Шрифт:
Интервал:
Закладка:
Установление диагноза, занимающее в Бостоне всего несколько часов, может длиться неделями, если проводить его между Бостоном и Канжи. Серена Кёниг, бригемский врач тридцати с небольшим лет, организовала операцию для Вильно, а также сбор средств на оплату его перелетов и госпитализации.
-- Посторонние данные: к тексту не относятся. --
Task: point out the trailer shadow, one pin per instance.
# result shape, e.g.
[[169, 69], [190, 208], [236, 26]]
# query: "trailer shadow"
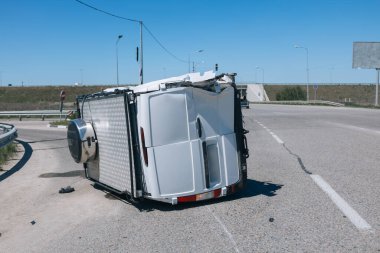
[[25, 158], [74, 173], [253, 188]]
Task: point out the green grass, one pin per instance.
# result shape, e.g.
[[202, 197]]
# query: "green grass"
[[359, 95], [47, 97], [6, 153], [60, 123]]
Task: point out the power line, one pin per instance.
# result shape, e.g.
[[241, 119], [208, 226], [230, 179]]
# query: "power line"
[[108, 13], [138, 21], [162, 46]]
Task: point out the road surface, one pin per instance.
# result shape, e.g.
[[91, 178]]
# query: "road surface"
[[313, 186]]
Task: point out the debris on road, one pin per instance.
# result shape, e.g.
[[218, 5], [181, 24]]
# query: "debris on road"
[[67, 189]]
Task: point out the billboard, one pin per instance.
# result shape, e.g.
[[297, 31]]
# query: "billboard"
[[366, 55]]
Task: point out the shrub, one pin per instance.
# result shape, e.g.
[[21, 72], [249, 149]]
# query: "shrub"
[[291, 94]]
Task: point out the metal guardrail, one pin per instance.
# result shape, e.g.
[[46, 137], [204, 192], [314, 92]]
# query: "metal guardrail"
[[300, 102], [37, 113], [8, 134]]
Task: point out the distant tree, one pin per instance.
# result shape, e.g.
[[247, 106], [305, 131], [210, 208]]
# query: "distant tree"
[[291, 94]]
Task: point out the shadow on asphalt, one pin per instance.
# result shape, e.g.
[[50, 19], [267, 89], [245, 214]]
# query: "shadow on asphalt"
[[25, 158], [253, 188], [37, 141], [74, 173]]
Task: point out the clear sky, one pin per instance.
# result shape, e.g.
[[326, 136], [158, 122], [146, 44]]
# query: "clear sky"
[[62, 42]]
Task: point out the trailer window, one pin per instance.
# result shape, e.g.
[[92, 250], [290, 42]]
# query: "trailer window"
[[168, 118]]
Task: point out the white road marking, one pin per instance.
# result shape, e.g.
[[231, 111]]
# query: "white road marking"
[[225, 230], [351, 127], [346, 209]]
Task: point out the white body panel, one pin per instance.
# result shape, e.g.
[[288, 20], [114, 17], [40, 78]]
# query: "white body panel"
[[176, 162]]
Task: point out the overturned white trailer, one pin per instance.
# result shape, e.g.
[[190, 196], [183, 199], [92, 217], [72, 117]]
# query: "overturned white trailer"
[[175, 140]]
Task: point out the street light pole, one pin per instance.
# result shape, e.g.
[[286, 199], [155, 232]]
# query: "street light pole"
[[377, 88], [257, 67], [188, 59], [117, 58]]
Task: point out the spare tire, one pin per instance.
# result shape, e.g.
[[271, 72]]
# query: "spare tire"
[[82, 141]]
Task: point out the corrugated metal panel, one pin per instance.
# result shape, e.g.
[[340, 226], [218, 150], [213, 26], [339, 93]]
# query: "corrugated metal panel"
[[109, 119]]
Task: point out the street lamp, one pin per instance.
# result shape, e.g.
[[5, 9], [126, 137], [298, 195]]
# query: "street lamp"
[[307, 69], [257, 67], [198, 51], [117, 58]]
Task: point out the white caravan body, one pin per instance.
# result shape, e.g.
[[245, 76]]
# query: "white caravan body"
[[175, 140]]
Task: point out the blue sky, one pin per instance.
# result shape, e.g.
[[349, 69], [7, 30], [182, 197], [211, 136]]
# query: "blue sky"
[[61, 42]]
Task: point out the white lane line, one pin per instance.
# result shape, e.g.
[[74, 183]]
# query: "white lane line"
[[225, 230], [346, 209]]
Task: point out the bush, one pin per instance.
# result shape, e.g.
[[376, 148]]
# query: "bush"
[[291, 94]]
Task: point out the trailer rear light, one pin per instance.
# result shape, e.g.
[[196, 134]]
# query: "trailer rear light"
[[145, 150], [202, 196]]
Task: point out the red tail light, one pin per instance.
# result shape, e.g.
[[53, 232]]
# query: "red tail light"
[[202, 196], [145, 151]]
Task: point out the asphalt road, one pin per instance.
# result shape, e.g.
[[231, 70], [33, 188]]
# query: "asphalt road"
[[286, 207]]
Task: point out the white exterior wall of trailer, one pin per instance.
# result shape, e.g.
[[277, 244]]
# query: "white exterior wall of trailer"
[[190, 141]]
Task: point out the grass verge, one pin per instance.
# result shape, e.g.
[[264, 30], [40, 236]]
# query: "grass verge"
[[6, 153], [60, 123]]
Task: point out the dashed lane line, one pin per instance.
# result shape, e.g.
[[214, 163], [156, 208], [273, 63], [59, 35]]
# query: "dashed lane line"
[[224, 229], [348, 211], [345, 208]]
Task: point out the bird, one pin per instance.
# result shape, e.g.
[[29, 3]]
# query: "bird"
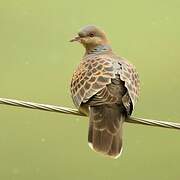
[[104, 87]]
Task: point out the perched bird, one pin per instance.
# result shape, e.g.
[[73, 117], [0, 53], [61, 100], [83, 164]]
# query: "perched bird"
[[105, 87]]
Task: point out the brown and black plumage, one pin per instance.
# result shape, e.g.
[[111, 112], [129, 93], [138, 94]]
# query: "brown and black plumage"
[[106, 88]]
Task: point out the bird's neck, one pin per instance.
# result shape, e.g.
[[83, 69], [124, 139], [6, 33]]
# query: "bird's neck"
[[103, 48]]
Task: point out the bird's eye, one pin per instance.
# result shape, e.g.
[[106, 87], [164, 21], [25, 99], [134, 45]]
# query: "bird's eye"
[[91, 34]]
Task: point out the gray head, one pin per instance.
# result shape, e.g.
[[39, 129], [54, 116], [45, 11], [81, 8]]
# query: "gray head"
[[91, 36]]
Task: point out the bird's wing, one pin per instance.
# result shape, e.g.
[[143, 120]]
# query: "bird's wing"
[[95, 72]]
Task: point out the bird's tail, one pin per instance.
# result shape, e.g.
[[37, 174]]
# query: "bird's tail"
[[105, 129]]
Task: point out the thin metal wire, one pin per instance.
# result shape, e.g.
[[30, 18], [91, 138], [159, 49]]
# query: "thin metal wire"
[[66, 110]]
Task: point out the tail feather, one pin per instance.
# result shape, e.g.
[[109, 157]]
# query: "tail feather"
[[105, 129]]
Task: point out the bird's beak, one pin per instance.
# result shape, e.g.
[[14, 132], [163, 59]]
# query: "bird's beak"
[[76, 38]]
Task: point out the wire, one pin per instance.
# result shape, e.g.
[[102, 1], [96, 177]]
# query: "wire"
[[66, 110]]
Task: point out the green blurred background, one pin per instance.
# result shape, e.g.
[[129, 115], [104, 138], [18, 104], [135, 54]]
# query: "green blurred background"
[[36, 64]]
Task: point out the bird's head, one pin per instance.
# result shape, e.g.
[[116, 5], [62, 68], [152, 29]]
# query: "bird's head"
[[90, 36]]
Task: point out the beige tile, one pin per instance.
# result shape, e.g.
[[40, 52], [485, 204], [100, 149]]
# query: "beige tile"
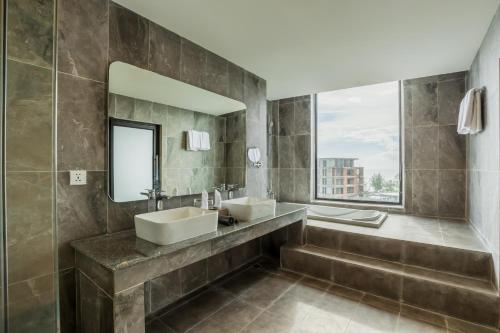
[[268, 323], [196, 310], [267, 290], [368, 319], [411, 326], [231, 318], [298, 301]]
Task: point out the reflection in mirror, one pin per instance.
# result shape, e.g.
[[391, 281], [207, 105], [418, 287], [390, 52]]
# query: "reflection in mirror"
[[178, 108], [133, 159]]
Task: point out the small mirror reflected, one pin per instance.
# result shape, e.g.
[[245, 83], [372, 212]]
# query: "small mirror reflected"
[[200, 136]]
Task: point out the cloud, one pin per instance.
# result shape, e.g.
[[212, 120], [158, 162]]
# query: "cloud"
[[362, 122]]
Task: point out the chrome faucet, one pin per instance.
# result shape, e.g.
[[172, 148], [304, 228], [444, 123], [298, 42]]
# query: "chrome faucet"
[[230, 190], [155, 199]]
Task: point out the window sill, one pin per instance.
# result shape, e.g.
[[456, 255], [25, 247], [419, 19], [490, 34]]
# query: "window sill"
[[392, 208]]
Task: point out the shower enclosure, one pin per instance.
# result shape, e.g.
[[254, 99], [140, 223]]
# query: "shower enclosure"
[[28, 241]]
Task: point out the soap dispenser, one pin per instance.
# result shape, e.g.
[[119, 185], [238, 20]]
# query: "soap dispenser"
[[204, 200]]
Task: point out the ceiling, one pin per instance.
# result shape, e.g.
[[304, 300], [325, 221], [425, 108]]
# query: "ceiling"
[[307, 46]]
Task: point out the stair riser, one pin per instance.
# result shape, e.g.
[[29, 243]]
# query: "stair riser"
[[459, 261], [446, 299]]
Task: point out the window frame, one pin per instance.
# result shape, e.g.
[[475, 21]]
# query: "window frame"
[[401, 160]]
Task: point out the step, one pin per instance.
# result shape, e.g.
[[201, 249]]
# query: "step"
[[466, 262], [463, 297]]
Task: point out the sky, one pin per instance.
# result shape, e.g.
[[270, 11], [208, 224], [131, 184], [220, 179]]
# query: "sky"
[[363, 123]]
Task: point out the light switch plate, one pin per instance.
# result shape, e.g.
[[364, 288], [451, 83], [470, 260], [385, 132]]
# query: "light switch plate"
[[78, 177]]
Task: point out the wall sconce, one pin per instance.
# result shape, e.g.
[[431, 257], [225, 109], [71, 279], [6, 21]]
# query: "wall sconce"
[[254, 157]]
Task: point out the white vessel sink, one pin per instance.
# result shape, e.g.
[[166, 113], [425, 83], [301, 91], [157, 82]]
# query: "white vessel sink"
[[249, 208], [175, 225]]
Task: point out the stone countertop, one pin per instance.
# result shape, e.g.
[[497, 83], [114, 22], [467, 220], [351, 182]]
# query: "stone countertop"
[[123, 249]]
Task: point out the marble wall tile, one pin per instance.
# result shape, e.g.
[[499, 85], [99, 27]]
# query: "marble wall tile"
[[128, 37], [165, 51], [425, 148], [67, 300], [407, 105], [143, 111], [275, 152], [95, 306], [424, 192], [451, 193], [28, 117], [302, 185], [81, 212], [452, 148], [286, 120], [81, 123], [302, 151], [236, 80], [286, 185], [235, 126], [128, 309], [194, 276], [32, 305], [121, 215], [164, 290], [235, 154], [193, 63], [219, 265], [28, 240], [407, 149], [424, 103], [286, 152], [30, 31], [83, 42], [122, 107], [216, 77], [302, 116], [274, 115], [450, 94], [408, 190]]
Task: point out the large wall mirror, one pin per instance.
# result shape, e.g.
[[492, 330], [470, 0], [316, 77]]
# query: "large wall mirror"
[[169, 135]]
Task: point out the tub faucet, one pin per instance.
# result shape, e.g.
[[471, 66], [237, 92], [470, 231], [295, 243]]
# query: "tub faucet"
[[155, 199]]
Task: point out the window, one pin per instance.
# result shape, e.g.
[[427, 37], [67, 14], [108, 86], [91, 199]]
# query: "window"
[[358, 137]]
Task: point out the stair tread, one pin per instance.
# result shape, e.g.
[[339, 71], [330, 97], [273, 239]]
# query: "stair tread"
[[455, 280]]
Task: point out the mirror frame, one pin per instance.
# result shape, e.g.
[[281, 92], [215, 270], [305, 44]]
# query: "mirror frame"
[[156, 151]]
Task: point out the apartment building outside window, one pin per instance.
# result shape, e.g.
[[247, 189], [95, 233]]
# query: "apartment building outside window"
[[358, 150]]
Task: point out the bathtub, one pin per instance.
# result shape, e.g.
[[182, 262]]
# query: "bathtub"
[[360, 217]]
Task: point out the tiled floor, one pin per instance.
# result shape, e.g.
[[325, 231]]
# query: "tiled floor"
[[264, 299], [452, 233]]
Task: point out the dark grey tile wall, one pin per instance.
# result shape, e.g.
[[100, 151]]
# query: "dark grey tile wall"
[[289, 147], [483, 165], [29, 182], [434, 154], [169, 288], [91, 35]]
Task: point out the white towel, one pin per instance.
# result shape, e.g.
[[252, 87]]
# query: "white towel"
[[193, 140], [205, 141], [469, 117]]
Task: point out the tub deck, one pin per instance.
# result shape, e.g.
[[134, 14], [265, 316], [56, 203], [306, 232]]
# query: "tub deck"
[[446, 232]]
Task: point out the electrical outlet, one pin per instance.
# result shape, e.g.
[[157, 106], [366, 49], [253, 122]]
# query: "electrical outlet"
[[78, 177]]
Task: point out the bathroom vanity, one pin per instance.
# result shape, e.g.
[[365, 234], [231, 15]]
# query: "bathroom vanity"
[[115, 271]]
Теперь она же нашла в Массачусетской больнице общего профиля онколога, который согласился поставить диагноз бесплатно. Разумеется, онкологу нужен был образец тканей Джона. А чтобы добыть такой образец, требовалась сложная хирургическая процедура, за которую Фармер по возможности предпочел бы не браться сам. Он обратился к работавшему в Мирбале гаитянскому хирургу, заслужившему его профессиональное доверие. Хирург согласился приехать в Канжи за несколько тысяч долларов – огромная сумма для Гаити. На Центральном плато шли дожди, и, чтобы съездить за врачом, надо было одолеть грязевые болота и разливы рек от Канжи до Мирбале. Дорога заняла двенадцать часов. Биопсия длилась до зари, а утром Фармер улетал в Бостон. Он увез с собой образцы крови и тканей Джона, а Серена отнесла их в Массачусетскую больницу в обычном пластиковом пакете. В “Занми Ласанте” не было оборудования для хранения образцов в замороженном виде, так что их поместили в формальдегид. А из-за этого установление диагноза заняло четыре дня вместо одного.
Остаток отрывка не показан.